Tuesday, May 10, 2005

Hollywood in the Information Age (Chapter 2)

Ok, I might have jumped the gun with those quotes. (They were good and relevant quotes, but Wasko was actually using them to later disprove some aspects of them). This book isn't really about film preservation per se, but it's good background.

Her point was that, although sometimes discounted, Hollywood and technology are not always on opposing sides. Hollywood often has tried to partner with technological partners and exploit technologies as they see fit.

Wasko quotes Bordwell, Staiger, and Thompson (5):

"Hollywood filmmaking only became a modern industry when it joined forces with corporate research."
(David Bordwell, Janet Staiger, and Kristin Thompson, The Clasical Hollywood Cinema: Film Style and Mode of Production to 1960, New York: Columbia University Press, 1985, p. 251.)

Take the following cases from Wasko:
1) Sound film- Warner and AT&T partnered in 1925 to produce vaudeville shorts for the Vitaphone system. Fox Film and the Case company released Movietone newsreels in 1927.

2) Radio- RCA joined forces with the film industry in 1928 (RKO), and the Warners & AT&T formed a subsidiary for film (ERPI). The Warner Brothers set up radio stations in Los Angeles and New York, and Harry Warner proposed a radio network to publicize Hollywood films. Hollywood supplied radio programming in the form of variety, dramatic and gossip shows. There were many crossover radio/film stars including George Burns, Gracie Allen, Bing Crosby, Bob Hope, Rudi Vallee, Eddie Cantor.

3) Television- Paramount's television experimentation in half ownerhsip in DuMont. Paramount owned two television stations: KTLA in Los Angeles, and WBKB in Chicago. Many other film corporations vied for early TV Stations.

4) Cable/Pay Television- Film companies were involved in alternate TV systems not supported by commercial sponsorship. Examples: Theatre Television (Scophony), which was overtaken by RCA's direct transmission process, and failed also because of lack of FCC support and technical problems. There were other subscription experiments by these companies in the 40s and 50s. Telemeter (1949). Cable systems which offered channels using a scrambled broadcast signal. Films were viewed by placing coins in a box on a TV set. Paramount owned 50% share of this company. Subscribervision (1950) pioneered by Matthew Fox. It used a punch card and scrambled broadcast signals. One system even used telephone wires to deliver a subscription TV service: Southwestern Bell Telephone and Jerrold Electronics (a small town in Oklahoma), which ultimately failed because of the high cost of telephone lines.

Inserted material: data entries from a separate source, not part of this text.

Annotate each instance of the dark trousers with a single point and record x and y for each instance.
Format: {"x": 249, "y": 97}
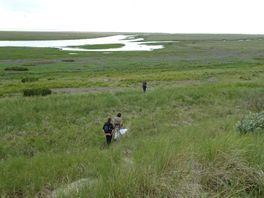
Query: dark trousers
{"x": 144, "y": 88}
{"x": 108, "y": 139}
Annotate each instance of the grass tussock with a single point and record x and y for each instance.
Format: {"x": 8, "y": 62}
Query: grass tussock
{"x": 29, "y": 79}
{"x": 16, "y": 69}
{"x": 36, "y": 92}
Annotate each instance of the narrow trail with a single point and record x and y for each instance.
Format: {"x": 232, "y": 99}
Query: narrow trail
{"x": 72, "y": 188}
{"x": 87, "y": 90}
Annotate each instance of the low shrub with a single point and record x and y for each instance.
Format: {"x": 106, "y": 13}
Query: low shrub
{"x": 251, "y": 123}
{"x": 16, "y": 69}
{"x": 37, "y": 92}
{"x": 29, "y": 79}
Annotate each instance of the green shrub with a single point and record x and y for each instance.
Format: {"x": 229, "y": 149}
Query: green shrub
{"x": 37, "y": 92}
{"x": 29, "y": 79}
{"x": 16, "y": 69}
{"x": 251, "y": 122}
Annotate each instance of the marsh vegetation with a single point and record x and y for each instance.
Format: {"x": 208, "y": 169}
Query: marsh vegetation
{"x": 182, "y": 139}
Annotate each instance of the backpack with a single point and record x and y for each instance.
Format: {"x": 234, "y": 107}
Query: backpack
{"x": 107, "y": 128}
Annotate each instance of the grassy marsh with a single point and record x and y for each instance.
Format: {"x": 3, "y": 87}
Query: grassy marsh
{"x": 182, "y": 140}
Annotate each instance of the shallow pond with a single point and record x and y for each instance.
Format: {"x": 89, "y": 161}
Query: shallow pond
{"x": 129, "y": 41}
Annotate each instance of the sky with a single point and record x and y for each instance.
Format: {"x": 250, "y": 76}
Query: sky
{"x": 168, "y": 16}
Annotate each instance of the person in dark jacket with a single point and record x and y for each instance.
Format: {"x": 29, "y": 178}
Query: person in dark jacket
{"x": 144, "y": 86}
{"x": 108, "y": 129}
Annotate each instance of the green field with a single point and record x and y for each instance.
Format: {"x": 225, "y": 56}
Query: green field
{"x": 182, "y": 139}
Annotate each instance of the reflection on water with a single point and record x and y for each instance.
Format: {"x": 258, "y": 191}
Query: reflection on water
{"x": 129, "y": 41}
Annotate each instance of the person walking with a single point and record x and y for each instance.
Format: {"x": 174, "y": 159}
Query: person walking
{"x": 144, "y": 86}
{"x": 117, "y": 125}
{"x": 108, "y": 130}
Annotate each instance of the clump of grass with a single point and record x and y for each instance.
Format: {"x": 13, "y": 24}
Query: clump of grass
{"x": 37, "y": 92}
{"x": 256, "y": 103}
{"x": 251, "y": 123}
{"x": 16, "y": 69}
{"x": 68, "y": 60}
{"x": 29, "y": 79}
{"x": 29, "y": 64}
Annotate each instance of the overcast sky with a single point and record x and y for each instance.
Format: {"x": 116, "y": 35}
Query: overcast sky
{"x": 173, "y": 16}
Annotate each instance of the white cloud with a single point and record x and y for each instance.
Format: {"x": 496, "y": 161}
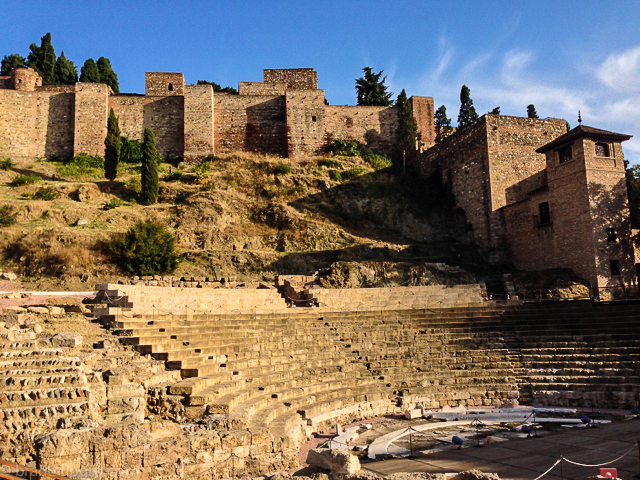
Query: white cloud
{"x": 621, "y": 71}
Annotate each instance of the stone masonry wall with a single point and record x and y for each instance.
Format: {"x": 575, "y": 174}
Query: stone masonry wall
{"x": 292, "y": 78}
{"x": 129, "y": 108}
{"x": 305, "y": 123}
{"x": 37, "y": 123}
{"x": 250, "y": 122}
{"x": 423, "y": 113}
{"x": 198, "y": 122}
{"x": 462, "y": 159}
{"x": 90, "y": 129}
{"x": 165, "y": 116}
{"x": 162, "y": 84}
{"x": 374, "y": 125}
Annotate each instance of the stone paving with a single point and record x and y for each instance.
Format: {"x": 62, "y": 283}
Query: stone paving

But the following quote from Michelle Hilmes is instructive:

"Opposition from exhibitors and from established broadcast interests, backed by FCC protectionism and the lack of alternative distribution systems, would once again block film industry plans to move into television broadcasting in a substantial way. And again, as in the case of radio, broadcasting, and film interests would establish a system of accomodations by which Hollywood's influence over the forms and structures of broadcasting would become stronger than ever before."
(Michelle Hilmes, Hollywood and Broadcasting: From Radio to Cable, Urbana, Ill.: University of Illinois Press, 1990, pp. 117-118).

Wasko points out that even then corporations were planning on diversifing their activities across a range of technologies and media.

Wasko later uses a term to descibe the current system of media production and distribution: the "entertainment industrial complex." Much of the rest of this chapter related to how film history is created and viewed, some of the missing narratives, and why film history should not be divorced from the larger context
of economics and broadcasting.

I found this chapter particularly interesting relating to some of the experiments and partnerships that the studio companies were attempting even at these early stages.